PATOSO
Publicado en «Rubio de bote», colaboración quincenal para semanario ON (diarios Grupo Noticias)
Nadie es perfecto. Que lance el primer estornudo quien no haya olvidado alguna vez la mascarilla al salir de casa o del coche o al levantarse de una terraza. Yo, lo confieso, una vez me estuve paseando por un supermercado a boca descubierta durante casi veinte minutos. Nadie me dijo nada. Por encontrarle el lado positivo a mi despiste, me agradó darme cuenta de que en realidad no hay tantos policías de balcón —o de pasillo de supermercado— como parecía durante el confinamiento. Los policías de balcón eran en realidad los notas de siempre, la excepción, malasombras que, puesto que días antes habían acaparado el papel higiénico, necesitaban después cagarse todo el rato en alguien.
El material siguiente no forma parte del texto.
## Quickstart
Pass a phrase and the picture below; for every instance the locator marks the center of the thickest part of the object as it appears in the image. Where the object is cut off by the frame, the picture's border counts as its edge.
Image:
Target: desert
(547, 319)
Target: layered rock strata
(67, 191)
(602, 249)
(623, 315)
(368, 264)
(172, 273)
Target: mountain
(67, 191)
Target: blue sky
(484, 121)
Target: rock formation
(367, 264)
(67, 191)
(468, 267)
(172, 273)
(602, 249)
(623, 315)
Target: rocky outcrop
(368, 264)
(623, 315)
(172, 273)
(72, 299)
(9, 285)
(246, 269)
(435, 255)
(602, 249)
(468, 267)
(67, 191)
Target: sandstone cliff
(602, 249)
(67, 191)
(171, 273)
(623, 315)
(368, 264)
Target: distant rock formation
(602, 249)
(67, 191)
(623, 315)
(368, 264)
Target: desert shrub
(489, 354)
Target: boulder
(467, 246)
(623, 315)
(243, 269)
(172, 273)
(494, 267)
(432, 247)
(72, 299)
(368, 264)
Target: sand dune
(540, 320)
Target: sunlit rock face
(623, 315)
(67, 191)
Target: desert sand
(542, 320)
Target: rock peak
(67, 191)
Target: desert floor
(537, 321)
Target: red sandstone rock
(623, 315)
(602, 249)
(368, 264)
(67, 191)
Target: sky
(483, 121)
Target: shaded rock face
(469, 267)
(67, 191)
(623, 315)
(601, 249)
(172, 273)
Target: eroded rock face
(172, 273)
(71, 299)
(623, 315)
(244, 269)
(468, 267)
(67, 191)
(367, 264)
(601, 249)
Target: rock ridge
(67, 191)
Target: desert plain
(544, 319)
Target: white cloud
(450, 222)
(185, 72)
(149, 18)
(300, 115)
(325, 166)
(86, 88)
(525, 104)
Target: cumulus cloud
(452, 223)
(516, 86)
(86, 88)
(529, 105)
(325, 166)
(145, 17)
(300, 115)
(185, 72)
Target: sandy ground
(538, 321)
No me enorgullezco de todos modos de esos veinte minutos de libertad o de inconsciencia. En cuanto me di cuenta, tuve tal sentimiento de culpabilidad y de vergüenza que estuve media hora más de la necesaria paseándome por los pasillos del súper, ya protocolariamente enmascarado, como si de ese modo pudiera hacer entender a quienes me habían visto antes que yo no era un negacionista, un supercontagiador o un novio de la muerte —o de que no tenía un póster de Bolsonaro, de Rocío de Mer o de Hitler en mi cuarto—. Todo eso con la mejor de mis sonrisas, es decir, achinando los ojos para que se noten bien las patas de gallo. La mascarilla ha impuesto nuevos lenguajes gestuales. Con sus inconvenientes y sus desventajas. A los gafosos, por ejemplo, nos cuesta más disimular los bostezos, porque se nos empañan delatoras las gafas. Si además de gafosos somos feos, eso sí, salimos en parte —nunca mejor dicho— beneficiados, porque ahora solo somos mediofeos. Las barberías me imagino que estarán perdiendo clientes. Y también los fabricantes de enjuagues bucales. El mundo y las costumbres, en fin están, cambiando. Una película de hace un año, con gente abrazándose, nos parece una película de época; las comedias románticas y sus inocentes besos, porno duro; un concierto con el público desparramando sudor y felipones, el ritual de un suicidio colectivo.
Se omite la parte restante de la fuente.